The volume depicts the region in a state of siege with cascading waves of violence. In At Age Eleven, My Friend Tells Me Not to Wear Polyester Shirts, we are offered a glimpse of the resentment of tribal Assamese against the non-tribal Assamese with escalating acts of violence.
The volume is a powerful testimony of the traumatic history of the Northeast and its continuing toll on the state: people witnessing family members embracing militancy, the violence within the state, and a community forged through shared suffering. Kashyap is a remarkable storyteller and in this collection, he skillfully blends the voices of officers with families of insurgents as well as a host of other characters. The collection is a polyphonic medley of voices — ordinary people telling their stories.

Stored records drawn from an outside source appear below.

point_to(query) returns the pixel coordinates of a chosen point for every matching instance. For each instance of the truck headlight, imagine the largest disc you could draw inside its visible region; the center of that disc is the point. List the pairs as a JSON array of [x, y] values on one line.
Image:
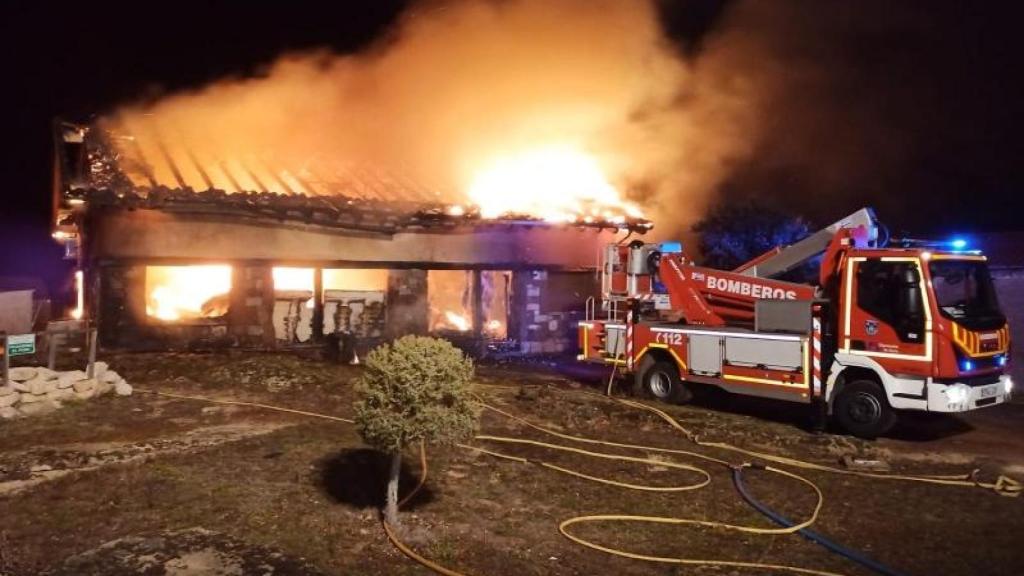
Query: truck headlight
[[956, 394]]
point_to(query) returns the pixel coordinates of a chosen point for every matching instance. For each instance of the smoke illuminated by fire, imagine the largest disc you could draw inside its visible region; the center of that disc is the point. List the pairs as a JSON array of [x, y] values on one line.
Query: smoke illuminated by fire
[[558, 183], [558, 109], [187, 292]]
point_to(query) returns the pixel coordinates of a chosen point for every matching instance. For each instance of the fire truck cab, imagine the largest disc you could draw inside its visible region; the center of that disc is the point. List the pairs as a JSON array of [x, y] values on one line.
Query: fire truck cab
[[885, 327]]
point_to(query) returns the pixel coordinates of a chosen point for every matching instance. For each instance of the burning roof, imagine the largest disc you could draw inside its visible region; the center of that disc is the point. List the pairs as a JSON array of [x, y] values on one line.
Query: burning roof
[[136, 166]]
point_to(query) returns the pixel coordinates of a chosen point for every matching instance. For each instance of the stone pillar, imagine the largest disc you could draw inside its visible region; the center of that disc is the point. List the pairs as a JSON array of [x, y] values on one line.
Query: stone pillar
[[251, 314], [408, 311], [317, 323], [476, 303]]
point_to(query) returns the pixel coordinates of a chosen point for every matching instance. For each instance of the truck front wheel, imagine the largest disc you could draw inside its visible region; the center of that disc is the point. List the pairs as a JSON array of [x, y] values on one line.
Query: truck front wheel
[[660, 380], [862, 410]]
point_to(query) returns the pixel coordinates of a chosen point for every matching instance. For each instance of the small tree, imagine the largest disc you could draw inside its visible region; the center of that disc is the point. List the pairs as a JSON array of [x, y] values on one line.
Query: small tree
[[416, 388]]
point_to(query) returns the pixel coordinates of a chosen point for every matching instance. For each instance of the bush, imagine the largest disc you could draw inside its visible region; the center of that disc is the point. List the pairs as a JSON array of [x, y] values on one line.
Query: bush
[[416, 388]]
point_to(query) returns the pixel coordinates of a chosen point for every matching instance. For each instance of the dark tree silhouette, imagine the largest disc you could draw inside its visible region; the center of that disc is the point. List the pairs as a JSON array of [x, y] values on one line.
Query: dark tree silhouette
[[731, 235]]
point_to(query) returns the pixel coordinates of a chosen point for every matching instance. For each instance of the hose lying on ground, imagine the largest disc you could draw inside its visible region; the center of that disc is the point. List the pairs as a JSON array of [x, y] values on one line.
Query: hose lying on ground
[[1005, 486], [737, 481]]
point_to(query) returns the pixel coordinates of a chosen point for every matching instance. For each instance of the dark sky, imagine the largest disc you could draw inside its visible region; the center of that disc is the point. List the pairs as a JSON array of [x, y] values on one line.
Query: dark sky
[[932, 88]]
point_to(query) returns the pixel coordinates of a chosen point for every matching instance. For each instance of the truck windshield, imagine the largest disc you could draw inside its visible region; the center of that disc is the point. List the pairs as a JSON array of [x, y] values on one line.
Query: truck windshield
[[964, 292]]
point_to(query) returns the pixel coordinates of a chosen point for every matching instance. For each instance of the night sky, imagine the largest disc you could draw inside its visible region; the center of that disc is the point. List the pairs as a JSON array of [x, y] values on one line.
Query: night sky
[[929, 90]]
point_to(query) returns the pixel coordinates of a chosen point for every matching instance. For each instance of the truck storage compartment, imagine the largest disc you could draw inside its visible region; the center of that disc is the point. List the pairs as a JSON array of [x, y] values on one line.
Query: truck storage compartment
[[705, 354], [775, 354]]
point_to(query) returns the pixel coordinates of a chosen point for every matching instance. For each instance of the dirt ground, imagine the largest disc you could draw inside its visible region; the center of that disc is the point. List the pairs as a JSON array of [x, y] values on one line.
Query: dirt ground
[[151, 485]]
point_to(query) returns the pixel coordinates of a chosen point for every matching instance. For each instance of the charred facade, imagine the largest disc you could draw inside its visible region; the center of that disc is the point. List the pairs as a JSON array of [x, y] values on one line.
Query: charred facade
[[181, 249]]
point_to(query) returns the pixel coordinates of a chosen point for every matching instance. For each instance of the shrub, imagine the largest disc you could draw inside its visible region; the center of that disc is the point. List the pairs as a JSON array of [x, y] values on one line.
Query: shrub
[[415, 389]]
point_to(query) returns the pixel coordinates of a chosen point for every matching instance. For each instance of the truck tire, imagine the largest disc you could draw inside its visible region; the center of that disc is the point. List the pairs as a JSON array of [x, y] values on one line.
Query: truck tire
[[660, 380], [861, 409]]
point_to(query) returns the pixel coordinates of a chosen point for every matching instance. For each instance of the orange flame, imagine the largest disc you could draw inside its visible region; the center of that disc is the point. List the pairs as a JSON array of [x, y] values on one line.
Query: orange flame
[[187, 292], [558, 183], [458, 321]]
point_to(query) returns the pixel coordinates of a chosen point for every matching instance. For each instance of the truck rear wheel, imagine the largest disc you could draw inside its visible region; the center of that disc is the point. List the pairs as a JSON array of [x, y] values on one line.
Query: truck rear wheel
[[862, 410], [660, 380]]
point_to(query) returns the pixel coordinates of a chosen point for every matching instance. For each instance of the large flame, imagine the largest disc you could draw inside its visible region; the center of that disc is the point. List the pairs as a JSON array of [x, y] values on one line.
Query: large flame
[[458, 321], [187, 292], [558, 182]]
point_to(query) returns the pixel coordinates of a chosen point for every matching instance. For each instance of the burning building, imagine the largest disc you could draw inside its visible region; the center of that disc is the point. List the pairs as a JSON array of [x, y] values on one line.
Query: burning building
[[186, 246]]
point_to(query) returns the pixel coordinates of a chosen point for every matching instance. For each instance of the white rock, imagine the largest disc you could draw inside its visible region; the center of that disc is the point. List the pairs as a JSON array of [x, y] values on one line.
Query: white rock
[[38, 385], [29, 398], [22, 374], [85, 385], [66, 379], [98, 369], [86, 395], [39, 408], [46, 373]]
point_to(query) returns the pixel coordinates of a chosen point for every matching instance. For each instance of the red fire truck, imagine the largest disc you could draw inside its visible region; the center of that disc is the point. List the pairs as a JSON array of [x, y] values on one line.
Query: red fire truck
[[886, 326]]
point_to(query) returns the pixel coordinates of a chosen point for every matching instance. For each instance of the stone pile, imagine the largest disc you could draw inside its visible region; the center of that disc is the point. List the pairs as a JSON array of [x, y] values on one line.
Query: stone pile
[[37, 389]]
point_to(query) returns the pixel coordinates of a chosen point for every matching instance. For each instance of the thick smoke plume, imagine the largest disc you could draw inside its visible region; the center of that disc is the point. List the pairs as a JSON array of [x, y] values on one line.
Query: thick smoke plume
[[457, 84]]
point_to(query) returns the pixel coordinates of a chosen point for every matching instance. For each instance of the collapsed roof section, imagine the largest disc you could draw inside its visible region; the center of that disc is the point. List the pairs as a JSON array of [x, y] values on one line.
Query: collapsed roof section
[[108, 165]]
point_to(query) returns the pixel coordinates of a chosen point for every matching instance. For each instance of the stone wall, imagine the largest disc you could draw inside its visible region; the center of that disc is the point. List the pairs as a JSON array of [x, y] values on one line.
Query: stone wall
[[408, 309], [546, 307]]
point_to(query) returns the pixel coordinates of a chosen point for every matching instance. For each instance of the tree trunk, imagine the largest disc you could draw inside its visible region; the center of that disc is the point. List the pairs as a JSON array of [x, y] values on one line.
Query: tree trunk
[[391, 506]]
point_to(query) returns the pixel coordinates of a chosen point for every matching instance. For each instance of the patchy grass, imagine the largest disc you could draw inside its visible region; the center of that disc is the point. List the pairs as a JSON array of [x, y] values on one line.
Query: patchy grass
[[309, 489]]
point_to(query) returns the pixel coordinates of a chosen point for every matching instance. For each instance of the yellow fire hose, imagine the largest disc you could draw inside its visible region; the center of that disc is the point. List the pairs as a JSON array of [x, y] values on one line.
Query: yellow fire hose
[[1005, 486]]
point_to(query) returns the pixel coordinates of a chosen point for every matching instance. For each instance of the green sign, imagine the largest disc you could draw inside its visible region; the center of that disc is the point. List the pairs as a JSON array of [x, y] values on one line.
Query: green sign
[[20, 344]]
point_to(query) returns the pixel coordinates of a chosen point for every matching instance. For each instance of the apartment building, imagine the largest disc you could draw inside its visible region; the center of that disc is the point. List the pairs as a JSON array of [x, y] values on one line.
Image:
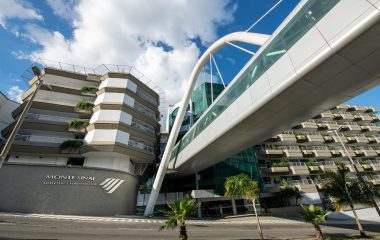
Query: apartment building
[[87, 139], [301, 154]]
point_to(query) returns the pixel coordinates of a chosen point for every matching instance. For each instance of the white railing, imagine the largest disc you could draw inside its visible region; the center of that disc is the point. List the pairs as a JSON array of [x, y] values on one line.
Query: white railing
[[49, 117], [39, 138], [146, 96], [147, 112], [140, 145], [142, 128]]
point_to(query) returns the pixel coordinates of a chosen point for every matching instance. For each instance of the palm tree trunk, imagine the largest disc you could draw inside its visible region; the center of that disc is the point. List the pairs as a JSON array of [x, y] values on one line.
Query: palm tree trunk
[[318, 232], [360, 227], [182, 232], [258, 221]]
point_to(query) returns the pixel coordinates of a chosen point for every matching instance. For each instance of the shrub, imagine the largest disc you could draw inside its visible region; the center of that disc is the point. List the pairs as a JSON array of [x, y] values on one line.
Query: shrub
[[71, 144], [84, 105], [311, 164], [363, 162], [279, 164], [299, 133], [78, 123]]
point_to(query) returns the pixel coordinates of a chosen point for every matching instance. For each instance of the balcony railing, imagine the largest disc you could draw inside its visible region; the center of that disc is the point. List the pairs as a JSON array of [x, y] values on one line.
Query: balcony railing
[[141, 145], [146, 96], [49, 117], [144, 110], [142, 128], [39, 138]]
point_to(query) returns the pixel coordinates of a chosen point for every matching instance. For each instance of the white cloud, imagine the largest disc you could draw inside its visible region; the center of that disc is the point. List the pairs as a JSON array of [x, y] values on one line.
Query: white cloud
[[157, 37], [63, 8], [16, 9], [14, 93]]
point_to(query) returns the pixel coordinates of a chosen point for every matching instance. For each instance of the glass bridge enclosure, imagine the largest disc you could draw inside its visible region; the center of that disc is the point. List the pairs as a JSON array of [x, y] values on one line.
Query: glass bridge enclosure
[[297, 27]]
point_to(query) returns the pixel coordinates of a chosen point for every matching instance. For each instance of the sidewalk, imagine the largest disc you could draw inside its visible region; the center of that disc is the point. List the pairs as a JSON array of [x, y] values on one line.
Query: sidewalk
[[238, 219]]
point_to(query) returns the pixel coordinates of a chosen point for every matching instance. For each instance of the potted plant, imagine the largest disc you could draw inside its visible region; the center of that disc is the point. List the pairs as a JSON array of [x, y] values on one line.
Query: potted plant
[[70, 146], [78, 125], [89, 90], [84, 107]]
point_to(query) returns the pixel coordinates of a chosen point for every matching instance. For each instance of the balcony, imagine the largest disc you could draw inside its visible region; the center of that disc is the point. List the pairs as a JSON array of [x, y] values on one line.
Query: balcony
[[306, 186], [293, 152], [322, 153], [313, 166], [307, 125], [328, 166], [299, 168], [287, 137], [272, 188], [375, 165], [375, 119], [329, 139], [343, 116], [272, 152], [146, 97]]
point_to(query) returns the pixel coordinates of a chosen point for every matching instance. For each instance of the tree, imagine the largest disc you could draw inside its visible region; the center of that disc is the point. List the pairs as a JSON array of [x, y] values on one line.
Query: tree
[[242, 185], [288, 192], [178, 213], [315, 215], [341, 189], [144, 189]]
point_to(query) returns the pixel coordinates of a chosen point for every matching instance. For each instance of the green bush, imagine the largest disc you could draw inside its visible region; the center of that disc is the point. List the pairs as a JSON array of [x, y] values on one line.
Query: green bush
[[71, 144], [298, 133], [311, 164], [78, 123], [88, 89], [84, 105], [279, 164], [363, 162]]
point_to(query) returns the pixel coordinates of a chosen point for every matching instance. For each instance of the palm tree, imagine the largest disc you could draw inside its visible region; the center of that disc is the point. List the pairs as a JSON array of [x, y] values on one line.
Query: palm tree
[[178, 213], [315, 215], [340, 188], [242, 185], [144, 189]]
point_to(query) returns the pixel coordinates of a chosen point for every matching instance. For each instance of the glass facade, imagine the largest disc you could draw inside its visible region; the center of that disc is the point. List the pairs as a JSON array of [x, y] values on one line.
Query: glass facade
[[301, 23]]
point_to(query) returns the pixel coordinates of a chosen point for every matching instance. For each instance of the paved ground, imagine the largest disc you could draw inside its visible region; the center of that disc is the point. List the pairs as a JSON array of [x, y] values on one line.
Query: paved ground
[[34, 226]]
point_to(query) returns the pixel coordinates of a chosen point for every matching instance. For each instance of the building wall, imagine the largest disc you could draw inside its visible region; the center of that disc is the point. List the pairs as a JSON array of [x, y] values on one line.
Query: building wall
[[43, 189], [6, 108]]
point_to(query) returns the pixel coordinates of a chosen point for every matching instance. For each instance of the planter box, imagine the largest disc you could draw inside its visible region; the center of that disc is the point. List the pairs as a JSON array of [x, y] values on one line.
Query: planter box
[[279, 169], [314, 168]]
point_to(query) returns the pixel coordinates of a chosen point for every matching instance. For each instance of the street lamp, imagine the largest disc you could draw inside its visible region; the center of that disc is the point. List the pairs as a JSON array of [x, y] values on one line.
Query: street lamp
[[20, 120], [360, 178]]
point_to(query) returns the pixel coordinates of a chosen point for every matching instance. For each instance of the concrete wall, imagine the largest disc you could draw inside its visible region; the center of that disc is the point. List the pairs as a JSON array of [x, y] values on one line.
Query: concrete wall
[[66, 190]]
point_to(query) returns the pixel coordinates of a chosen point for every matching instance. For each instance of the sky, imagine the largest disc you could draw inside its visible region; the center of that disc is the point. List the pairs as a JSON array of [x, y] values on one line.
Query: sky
[[163, 39]]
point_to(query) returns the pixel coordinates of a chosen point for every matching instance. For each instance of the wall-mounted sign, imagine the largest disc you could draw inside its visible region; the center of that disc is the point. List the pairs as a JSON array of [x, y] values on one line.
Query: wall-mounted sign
[[109, 185]]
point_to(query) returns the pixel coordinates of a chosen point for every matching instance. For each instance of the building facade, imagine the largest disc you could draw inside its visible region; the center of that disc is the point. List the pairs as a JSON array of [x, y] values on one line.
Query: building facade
[[84, 123], [300, 155]]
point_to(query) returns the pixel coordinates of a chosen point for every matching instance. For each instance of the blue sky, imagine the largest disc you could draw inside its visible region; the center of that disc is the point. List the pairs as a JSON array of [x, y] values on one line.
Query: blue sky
[[163, 39]]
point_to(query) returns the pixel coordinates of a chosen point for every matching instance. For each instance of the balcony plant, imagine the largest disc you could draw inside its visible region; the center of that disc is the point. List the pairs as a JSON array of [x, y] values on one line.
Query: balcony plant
[[78, 125], [312, 164], [84, 106], [279, 164], [70, 145], [88, 90]]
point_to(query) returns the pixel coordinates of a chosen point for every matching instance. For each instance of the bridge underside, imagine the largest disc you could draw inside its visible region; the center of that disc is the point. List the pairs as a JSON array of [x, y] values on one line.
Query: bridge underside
[[290, 92]]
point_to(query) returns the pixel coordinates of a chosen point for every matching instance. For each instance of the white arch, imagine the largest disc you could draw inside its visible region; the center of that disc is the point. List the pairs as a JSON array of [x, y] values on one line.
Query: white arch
[[246, 37]]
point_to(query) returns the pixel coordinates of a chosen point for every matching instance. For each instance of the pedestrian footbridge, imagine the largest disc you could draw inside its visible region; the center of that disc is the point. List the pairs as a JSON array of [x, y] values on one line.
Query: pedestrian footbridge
[[324, 53]]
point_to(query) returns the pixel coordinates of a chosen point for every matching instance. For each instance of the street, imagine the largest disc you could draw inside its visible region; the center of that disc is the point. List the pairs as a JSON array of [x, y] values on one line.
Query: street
[[23, 227]]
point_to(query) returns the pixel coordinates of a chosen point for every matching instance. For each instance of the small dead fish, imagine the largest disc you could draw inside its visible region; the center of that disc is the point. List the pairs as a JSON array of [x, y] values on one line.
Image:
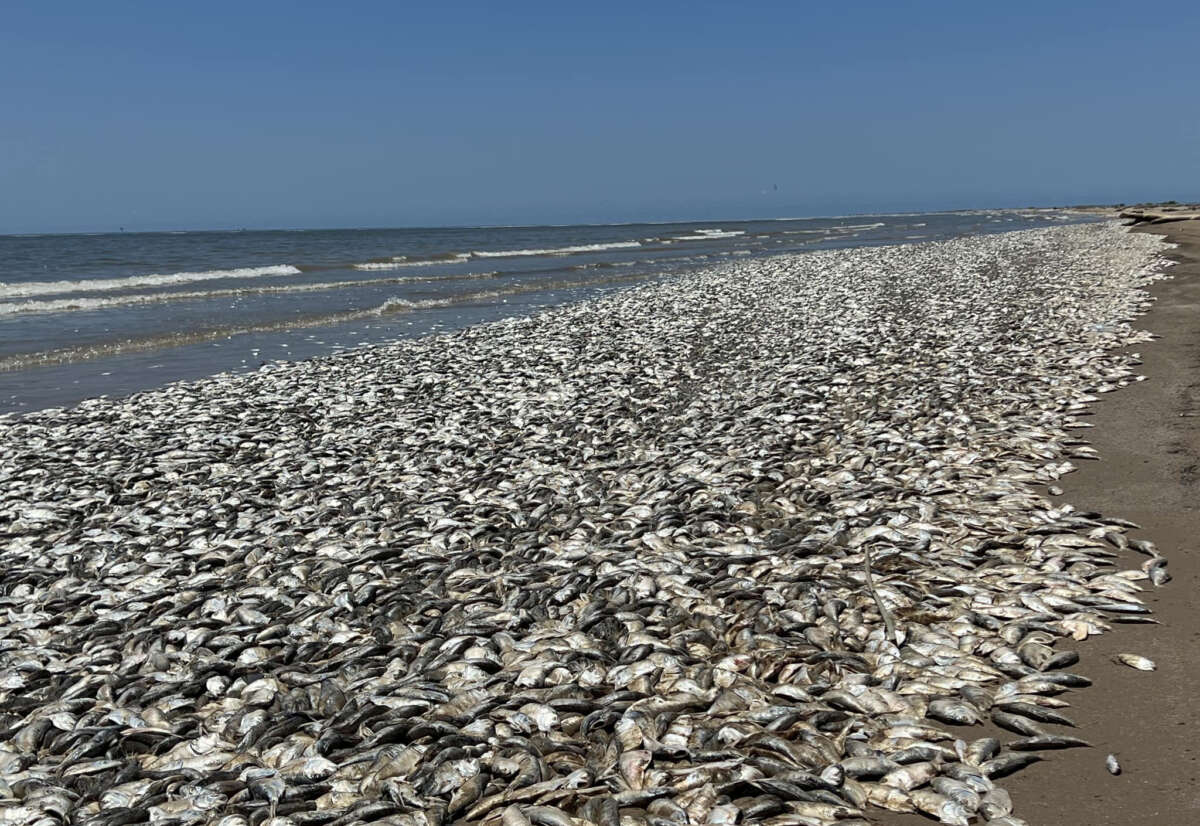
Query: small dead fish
[[1135, 662], [1156, 569], [1048, 742], [1008, 764]]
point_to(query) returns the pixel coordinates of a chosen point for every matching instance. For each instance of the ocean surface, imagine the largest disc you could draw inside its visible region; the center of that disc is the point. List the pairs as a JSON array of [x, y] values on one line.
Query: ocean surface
[[90, 315]]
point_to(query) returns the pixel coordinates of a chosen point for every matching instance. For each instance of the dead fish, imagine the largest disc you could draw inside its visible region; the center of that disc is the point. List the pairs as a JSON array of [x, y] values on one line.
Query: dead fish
[[1135, 662]]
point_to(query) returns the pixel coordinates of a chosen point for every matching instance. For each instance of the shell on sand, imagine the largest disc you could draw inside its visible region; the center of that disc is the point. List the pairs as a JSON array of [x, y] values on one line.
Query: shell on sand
[[762, 540]]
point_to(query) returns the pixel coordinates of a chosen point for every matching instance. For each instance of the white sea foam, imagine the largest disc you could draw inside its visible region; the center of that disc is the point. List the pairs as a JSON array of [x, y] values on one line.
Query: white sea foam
[[84, 303], [709, 234], [556, 251], [137, 281]]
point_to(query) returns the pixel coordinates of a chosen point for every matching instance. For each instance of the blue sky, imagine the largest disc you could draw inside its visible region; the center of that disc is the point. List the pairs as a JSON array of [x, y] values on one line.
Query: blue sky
[[156, 115]]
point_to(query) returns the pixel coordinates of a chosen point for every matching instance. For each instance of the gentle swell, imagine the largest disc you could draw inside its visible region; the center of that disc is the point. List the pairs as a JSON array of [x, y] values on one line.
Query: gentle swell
[[391, 306], [137, 281]]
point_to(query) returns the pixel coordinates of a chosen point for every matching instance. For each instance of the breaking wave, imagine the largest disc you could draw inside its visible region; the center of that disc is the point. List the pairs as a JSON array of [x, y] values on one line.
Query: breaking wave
[[137, 281]]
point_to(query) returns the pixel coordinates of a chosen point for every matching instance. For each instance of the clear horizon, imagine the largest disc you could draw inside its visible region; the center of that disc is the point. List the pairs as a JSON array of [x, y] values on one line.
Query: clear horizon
[[294, 115]]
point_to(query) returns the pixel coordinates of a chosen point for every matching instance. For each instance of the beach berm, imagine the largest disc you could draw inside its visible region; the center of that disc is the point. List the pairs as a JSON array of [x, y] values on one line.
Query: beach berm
[[767, 543]]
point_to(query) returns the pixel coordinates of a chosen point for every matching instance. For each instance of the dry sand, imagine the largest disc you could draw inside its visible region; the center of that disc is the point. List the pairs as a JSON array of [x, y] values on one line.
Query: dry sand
[[1149, 438]]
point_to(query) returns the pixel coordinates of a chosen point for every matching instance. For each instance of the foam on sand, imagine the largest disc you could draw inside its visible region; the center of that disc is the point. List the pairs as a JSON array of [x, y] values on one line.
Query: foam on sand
[[137, 281]]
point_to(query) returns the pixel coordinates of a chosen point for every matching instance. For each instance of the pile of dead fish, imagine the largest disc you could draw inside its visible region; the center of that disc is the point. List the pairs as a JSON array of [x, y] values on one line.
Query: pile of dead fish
[[763, 544]]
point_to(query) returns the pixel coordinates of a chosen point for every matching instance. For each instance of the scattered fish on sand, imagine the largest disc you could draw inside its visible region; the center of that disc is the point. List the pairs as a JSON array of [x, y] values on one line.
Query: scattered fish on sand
[[1135, 662], [766, 542]]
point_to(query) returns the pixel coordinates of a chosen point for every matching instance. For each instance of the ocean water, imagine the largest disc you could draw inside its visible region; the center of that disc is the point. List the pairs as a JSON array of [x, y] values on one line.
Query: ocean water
[[90, 315]]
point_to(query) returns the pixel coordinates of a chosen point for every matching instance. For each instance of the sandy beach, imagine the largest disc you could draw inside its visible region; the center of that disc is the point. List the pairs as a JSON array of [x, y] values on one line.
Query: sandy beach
[[777, 542], [1149, 441]]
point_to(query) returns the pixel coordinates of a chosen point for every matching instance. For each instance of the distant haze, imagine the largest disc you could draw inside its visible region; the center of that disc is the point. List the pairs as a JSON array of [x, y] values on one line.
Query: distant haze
[[383, 114]]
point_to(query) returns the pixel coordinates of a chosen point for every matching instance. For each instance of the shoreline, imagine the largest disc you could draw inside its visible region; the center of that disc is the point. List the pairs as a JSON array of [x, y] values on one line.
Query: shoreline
[[641, 530], [1149, 441]]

Sometimes, as in The Man Who Loved to Plant Water Spinach, the dominant genre of testimony and its allegiance to facts, changes suddenly to fabulist mode. In this poem, a man who is suspected to be an Indian spy is thrust into a river, where he transforms into a turtle, offers his flesh to the village, and protects the village by covering the island with water spinach. This poem employs the beast fable to create a myth of transformation of a suspected Indian spy into a benevolent spirit that protects the village from environmental disasters. This collection of poems is not only creating an archive of voices of those who suffered in the insurgency, but it is simultaneously imagining a future when this conflict will give way to a fragile peace.
Lopamudra Basu is a professor of English at the University of Wisconsin-Stout. She grew up in Calcutta and currently lives in Eau Claire, Wisconsin.